This is an electric on-demand hot water heater with two separate 240 V circuits feeding. The circuit on the left has to hot seven neutral, the circuit on the right has only the two hots connected. The housing to this unit is all metal and is connected to the bare wire/neutral.
There are stickers which say “this appliance must be earthed” inside the front panel(I assume this is the Chinese interpretation for “grounded”). I have a instant hot water in my home which had a similar setup where there was no dedicated ground wire but the one of my home has a plastic cover.
I have two questions: First, does this unit require a ground and is that what the stickers indicating when it says “earthed” or can the bare wire be used as both the neutral and the ground?
Second, shouldn’t the circuit on the left have its neutral/ground attached as well? I was taught by an electrician friend of mine years ago that conductors must always have voltage/amperage going both directions to prevent overheating.
I don’t see anywhere that says this requires a neutral connection. If it’s two straight 240 volt circuits both bare EGC’s should be somehow connected to the ground terminal.
Both terminal blocks are labeled for Line-Line. There is no neutral on this. They eat up enough power as is on 240, it would be even worse on 120 with only 1/4 of the heating ability.
The bare wire is not a neutral. It is the equipment grounding conductor. Was there a grounding lug for them or just on the terminal strips?
The GRN/YEL is an EGC. The sticker says 220/230/240 volts and nothing about 120 volts. The output (W) goes up with the increase in voltage from 200 through 240 volts. This looks like foreign equipment.

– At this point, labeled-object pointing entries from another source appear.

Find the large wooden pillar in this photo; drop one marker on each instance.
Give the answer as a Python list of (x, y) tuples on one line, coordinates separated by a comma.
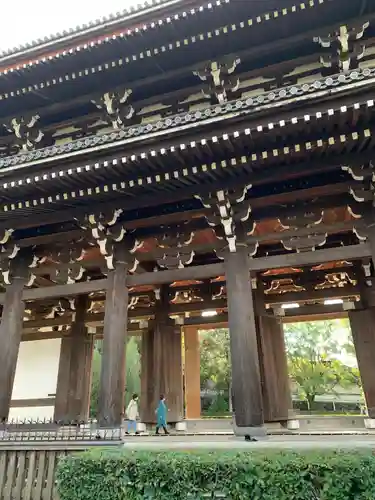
[(74, 375), (10, 333), (192, 373), (246, 384), (112, 376), (161, 359), (362, 324), (277, 400)]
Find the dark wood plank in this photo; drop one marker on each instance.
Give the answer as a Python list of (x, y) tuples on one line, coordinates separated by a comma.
[(246, 385), (277, 400), (74, 375), (112, 377), (10, 336)]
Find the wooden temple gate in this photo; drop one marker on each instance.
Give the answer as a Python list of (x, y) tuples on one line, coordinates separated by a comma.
[(182, 158)]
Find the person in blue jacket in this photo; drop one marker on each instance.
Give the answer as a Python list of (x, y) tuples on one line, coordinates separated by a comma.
[(161, 416)]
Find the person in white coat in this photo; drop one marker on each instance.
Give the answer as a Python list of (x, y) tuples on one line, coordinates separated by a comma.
[(132, 414)]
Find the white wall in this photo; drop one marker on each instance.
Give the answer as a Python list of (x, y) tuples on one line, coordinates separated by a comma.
[(36, 377)]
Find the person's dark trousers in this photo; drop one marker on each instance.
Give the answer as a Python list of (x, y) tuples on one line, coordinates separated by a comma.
[(164, 428)]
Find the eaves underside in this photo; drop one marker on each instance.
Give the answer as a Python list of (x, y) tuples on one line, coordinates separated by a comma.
[(272, 103)]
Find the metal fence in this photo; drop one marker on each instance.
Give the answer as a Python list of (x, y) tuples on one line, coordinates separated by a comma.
[(29, 474), (48, 430)]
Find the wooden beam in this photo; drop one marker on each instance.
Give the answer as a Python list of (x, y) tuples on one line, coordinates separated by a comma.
[(328, 293), (310, 258)]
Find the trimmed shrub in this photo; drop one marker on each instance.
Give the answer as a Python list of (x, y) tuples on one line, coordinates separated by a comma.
[(118, 475)]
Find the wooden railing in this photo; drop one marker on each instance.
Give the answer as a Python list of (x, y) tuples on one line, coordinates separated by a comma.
[(29, 474)]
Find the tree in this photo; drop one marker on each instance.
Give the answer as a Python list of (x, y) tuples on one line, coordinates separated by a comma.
[(215, 365), (215, 368), (133, 373), (313, 357)]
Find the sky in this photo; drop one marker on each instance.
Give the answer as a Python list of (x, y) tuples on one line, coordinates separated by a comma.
[(24, 20)]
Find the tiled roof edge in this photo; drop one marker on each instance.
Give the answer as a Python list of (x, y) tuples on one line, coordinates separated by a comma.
[(92, 27)]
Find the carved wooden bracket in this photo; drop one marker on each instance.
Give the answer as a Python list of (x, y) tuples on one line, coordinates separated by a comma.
[(28, 134), (17, 263), (174, 242), (220, 79), (345, 51), (230, 213), (116, 111), (108, 232), (70, 259), (303, 218)]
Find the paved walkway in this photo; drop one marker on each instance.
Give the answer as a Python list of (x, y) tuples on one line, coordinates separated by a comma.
[(230, 442)]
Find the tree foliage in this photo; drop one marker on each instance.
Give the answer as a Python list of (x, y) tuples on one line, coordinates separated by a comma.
[(313, 358), (215, 363), (133, 373), (119, 474)]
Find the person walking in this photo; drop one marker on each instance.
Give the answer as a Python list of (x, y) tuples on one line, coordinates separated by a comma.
[(132, 414), (161, 416)]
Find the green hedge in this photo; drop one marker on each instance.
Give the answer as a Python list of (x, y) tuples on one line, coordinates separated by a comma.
[(117, 475)]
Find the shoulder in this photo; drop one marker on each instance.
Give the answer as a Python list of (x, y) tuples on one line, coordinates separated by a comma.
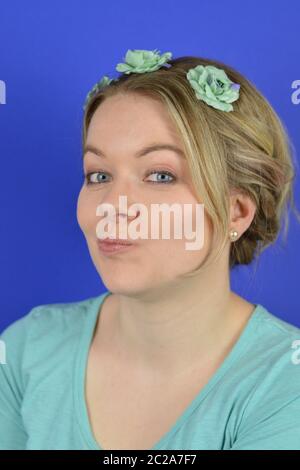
[(276, 339), (270, 372), (46, 329)]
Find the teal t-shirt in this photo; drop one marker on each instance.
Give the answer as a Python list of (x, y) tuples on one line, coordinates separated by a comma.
[(251, 402)]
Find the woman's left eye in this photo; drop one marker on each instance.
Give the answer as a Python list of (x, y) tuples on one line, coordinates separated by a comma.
[(164, 180)]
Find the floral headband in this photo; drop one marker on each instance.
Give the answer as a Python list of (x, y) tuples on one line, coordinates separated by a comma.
[(211, 84)]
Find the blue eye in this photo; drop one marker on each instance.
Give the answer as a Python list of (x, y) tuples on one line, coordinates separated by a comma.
[(94, 178), (91, 179), (164, 180)]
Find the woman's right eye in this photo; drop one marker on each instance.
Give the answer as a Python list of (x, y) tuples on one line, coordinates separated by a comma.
[(94, 178)]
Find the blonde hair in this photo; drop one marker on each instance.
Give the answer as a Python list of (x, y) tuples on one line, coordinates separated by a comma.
[(247, 149)]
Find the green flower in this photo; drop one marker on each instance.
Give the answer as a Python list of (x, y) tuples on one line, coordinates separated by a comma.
[(140, 61), (105, 80), (213, 86)]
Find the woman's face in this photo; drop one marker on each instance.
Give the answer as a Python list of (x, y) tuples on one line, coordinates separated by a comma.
[(121, 127)]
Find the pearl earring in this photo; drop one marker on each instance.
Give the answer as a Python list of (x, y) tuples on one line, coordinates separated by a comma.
[(233, 235)]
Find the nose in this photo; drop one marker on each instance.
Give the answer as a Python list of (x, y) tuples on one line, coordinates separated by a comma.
[(119, 198)]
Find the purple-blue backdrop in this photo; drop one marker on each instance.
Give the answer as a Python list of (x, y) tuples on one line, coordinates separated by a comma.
[(51, 55)]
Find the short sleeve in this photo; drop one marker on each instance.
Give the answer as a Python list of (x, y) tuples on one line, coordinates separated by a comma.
[(277, 430), (13, 342)]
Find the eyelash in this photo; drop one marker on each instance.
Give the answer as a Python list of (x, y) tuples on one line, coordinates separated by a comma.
[(88, 182)]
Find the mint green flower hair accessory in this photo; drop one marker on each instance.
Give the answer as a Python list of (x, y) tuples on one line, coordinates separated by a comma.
[(104, 82), (140, 61), (213, 86)]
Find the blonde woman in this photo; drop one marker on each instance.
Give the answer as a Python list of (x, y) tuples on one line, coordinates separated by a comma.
[(169, 357)]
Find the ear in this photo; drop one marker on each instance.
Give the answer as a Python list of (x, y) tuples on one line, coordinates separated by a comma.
[(242, 211)]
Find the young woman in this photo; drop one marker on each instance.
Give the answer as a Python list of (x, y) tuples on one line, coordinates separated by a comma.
[(169, 357)]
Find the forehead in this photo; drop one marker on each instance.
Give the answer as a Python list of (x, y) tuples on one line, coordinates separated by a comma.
[(131, 117)]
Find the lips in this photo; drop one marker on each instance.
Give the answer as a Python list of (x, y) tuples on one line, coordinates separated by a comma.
[(114, 241)]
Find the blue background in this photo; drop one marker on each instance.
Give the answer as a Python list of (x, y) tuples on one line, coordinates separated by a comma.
[(51, 54)]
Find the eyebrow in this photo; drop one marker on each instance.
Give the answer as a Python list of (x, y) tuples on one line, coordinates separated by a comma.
[(140, 153)]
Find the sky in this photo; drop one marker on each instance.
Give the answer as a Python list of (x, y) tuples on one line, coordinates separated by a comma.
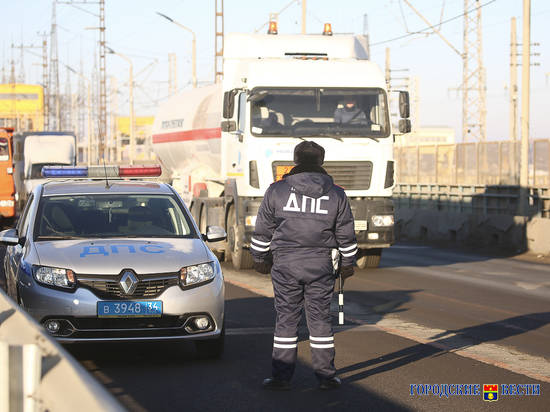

Sorry, no schematic. This was at Friday’s inspection. I’m not familiar with a 240 volt piece of equipment without a neutral. Shouldn’t the circuit on the left still have the EGC connected since it is a separate circuit at the main panel?
The yellow/green weaves throughout and connects to the middle terminal on only the left side. It also grounds the enclosure at several places.
Yes, each separate EGC in the two branch circuits should be connected to the enclosure. They could simply be spliced together with a tail off to the EGC terminal on the left.
1) A black wire which is often known as the “hot” wire, which carries the current in to the fixture. 2) Another “hot” wire which may be blue, red or white (if it is white the code actually requires it to painted or otherwise marked one of the other colors, but often it is not) which also carries current in to the fixture. 3) A bare copper wire called the ground, the sole function of which is to enhance user safety.
“If there isn’t a neutral wire then how is the circuit completed?” The answer is that when one hot wire is negative, then the other is positive, so the two hot wires complete the circuit together because they are “out of phase”.
This is why 240 volt circuits connect to double pole breakers that are essentially two single pole breakers tied together. In the main panel, every other breaker is out of phase with the adjoining breakers. So, in essence 240 volt wiring is powered by 2 - 120 volt hot wires that are 180 degrees out of phase.
Why do some 220 circuits have a neutral wire and others don’t? Because some appliances contain 110 volt internal circuits (such as timers and electronic displays) which require a neutral connection to comply with current codes. When these 4 wire appliances are connected to old 3 wire systems via a 3 wire pigtail they use the ground conductor for the neutral. Other “straight” 220 appliances such as water heaters have no need for a neutral because the current both feeds and returns by way of the two hot wires as the current polarity alternates. Ideally, in any circuit the ground wire serves only as a safety feature and never carries any current under normal circumstances.
You would only need a neutral if the control circuit or some other portion of the unit require 120 volts. Since this is a straight 220-240 volt unit everything, including the controls should work without a 120 volt connection.
Yeah but with the way works it only cycles all the elements on under the highest load. I’ve got an 80 electric tank, so I might move to something like this someday. It’s got to be cheaper.
If you consider a tankless WH, look at gas. You may need a second servicce if you stay with electric. That is a large cost to payback before you even break even.